Lets go through your code:
Consider words.txt
consists of the following text:
hello, I am Solomon
Nice to meet you Solomon
So, you first open this file with fhand = open("words.txt")
, then you initialize a list called words
:
fhand = open("words.txt")
words = list()
Suggestion: Here its advisable to use the with
context manager to open the file. That way, you wouldn't have to close the file explicitly later. If you are just using open()
as above, you'd have to close the file in the end with fhand.close()
.
with open("words.txt", 'r') as fhand:
#<--code--->
In the next line, you iterate over each line in fhand
. Lets print line
which basically shows each line in the text:
for line in fhand:
print(line)
#Output:
hello, I am Solomon
Nice to meet you Solomon
Then you are iterating over line.split()
which splits the above lines of text into individual lists of words. If we print line.split()
:
for line in fhand:
print(line.split())
#Output:
['hello,', 'I', 'am', 'Solomon']
['Nice', 'to', 'meet', 'you', 'Solomon']
Suggestion: You could also make use of splitlines()
to break each line(boundary) into a separate list. This is different from split()
as it does not break each line into words. This method also preserves whitespaces, so you will have to get rid of them with strip(' ')
if your text has any whitespaces in the end or beginning. This method has no side effects and you can still use it:
for line_str in fhand:
print(line_str.strip(' ').splitlines())
#Output:
['hello, I am Solomon']
['Nice to meet you Solomon']
for line in line_str.strip(' ').splitlines(): #watch the indentation
print(line.split())
#Output:
['hello,', 'I', 'am', 'Solomon']
['Nice', 'to', 'meet', 'you', 'Solomon']
In the next piece of code you are iterating over each (word? or rather letter) in line.split()
(as you know we received a list of words with this method before) and then incrementing words
with the set of letters for each word
. So, basically you get a set of letters because you iterated over each word in the lists:
for word in line.split():
words+=word
#Output:
['h', 'e', 'l', 'l', 'o', ',', 'I', 'a', 'm', 'S', 'o', 'l', 'o', 'm', 'o', 'n', 'N', 'i', 'c', 'e', 't', 'o', 'm', 'e', 'e', 't', 'y', 'o', 'u', 'S', 'o', 'l', 'o', 'm', 'o', 'n']
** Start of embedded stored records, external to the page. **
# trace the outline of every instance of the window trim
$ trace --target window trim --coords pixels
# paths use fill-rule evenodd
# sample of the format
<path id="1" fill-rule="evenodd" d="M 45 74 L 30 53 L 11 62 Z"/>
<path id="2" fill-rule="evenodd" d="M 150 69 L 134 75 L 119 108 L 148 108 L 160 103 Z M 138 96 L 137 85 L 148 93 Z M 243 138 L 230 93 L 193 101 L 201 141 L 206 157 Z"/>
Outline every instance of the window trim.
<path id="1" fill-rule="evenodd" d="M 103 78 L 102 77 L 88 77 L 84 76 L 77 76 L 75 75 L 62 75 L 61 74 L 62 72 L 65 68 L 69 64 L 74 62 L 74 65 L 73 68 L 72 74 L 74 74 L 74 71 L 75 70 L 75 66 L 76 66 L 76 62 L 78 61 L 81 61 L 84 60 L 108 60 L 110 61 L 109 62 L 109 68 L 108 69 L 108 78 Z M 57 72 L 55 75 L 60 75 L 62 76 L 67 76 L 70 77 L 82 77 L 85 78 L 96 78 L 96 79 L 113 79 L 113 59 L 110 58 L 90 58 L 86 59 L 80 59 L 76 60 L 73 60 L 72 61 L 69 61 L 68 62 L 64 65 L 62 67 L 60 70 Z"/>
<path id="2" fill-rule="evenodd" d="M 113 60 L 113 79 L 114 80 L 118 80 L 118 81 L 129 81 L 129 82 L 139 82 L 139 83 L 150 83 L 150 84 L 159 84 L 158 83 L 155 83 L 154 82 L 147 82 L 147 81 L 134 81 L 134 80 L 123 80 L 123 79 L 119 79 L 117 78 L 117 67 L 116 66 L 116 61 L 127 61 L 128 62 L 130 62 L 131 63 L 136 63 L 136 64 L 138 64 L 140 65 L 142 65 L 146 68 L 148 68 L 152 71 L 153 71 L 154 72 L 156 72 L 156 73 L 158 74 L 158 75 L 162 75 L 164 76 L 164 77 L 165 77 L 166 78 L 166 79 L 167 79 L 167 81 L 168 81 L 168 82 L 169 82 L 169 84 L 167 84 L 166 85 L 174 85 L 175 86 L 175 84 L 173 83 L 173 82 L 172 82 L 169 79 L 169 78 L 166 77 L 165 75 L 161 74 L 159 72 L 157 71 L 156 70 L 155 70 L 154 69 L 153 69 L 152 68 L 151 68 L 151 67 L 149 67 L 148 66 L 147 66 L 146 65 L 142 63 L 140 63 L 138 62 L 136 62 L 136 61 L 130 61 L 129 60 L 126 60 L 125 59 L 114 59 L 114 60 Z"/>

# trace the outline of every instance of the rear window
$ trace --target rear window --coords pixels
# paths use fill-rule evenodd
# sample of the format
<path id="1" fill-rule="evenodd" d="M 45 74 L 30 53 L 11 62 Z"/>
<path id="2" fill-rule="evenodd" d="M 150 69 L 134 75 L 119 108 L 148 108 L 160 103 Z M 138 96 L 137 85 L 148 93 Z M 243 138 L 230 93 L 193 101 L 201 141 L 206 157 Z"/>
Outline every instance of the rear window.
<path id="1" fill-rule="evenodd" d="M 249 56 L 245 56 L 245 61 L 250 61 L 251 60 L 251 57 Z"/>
But most likely you are expecting a list of words in a single list words
. We can achieve this with the append()
method as it takes each word
in line.split()
and simply appends(or adds to the end of the list) to words
:
for word in line.split():
words.append(word)
#Output:
['hello,', 'I', 'am', 'Solomon', 'Nice', 'to', 'meet', 'you', 'Solomon']
And then when we look at the other variation words += [word]
:
for word in line.split():
words += [word]
print(words)
#Output:
['hello,', 'I', 'am', 'Solomon', 'Nice', 'to', 'meet', 'you', 'Solomon']
This has the same effect as append()
. Why is that so? Lets print [word]
which is nothing but a list of each word. This is expected because you are taking each word
from line.split()
and then concatenating to words
:
print([word])
#Output:
['hello,']
['I']
['am']
['Solomon']
['Nice']
['to']
['meet']
['you']
['Solomon']
words += [word]
is equivalent to words = words + [word]
. To see how this concatenation works, consider the following example which is equivalent to this statement:
words = list()
word = ["Hello"]
concat_words = words + word
print(concat_words)
#['Hello']
another_word = ["World"]
concat_some_more_words = words + another_word
print(concat_some_more_words)
#['World']
final_concatenation = concat_words + concat_some_more_words
print(final_concatenation)
#Output:
['Hello', 'World']
Lets try append()
on this example:
words1 = list()
words_splitted = ["Hello", "World"]
for word in words_splitted:
words1.append(word)
print(words1)
#['Hello', 'World']
This shows that concatenation is equivalent to appending but it is recommended practice to use append()
for lists:
print(words1==final_concatenation)
#True
Returning back to the original question, let's make the whole code more compact using list comprehensions:
with open("words.txt", 'r') as fhand:
words = [word for line in fhand for word in line.split()]
print(words)
#Output:
['hello,', 'I', 'am', 'Solomon', 'Nice', 'to', 'meet', 'you', 'Solomon']
You will notice I've used the with
context manager to leave file open/close to Python after the job is done(exits the context). Next, I've created a list words
with the same loops inside. This is also called a list comprehension and is one of the most powerful features in Python. This makes the code more compact, easy to read and faster than appending.
Finally, initializing words = []
is much more cleaner than words = list()
. It is also much faster.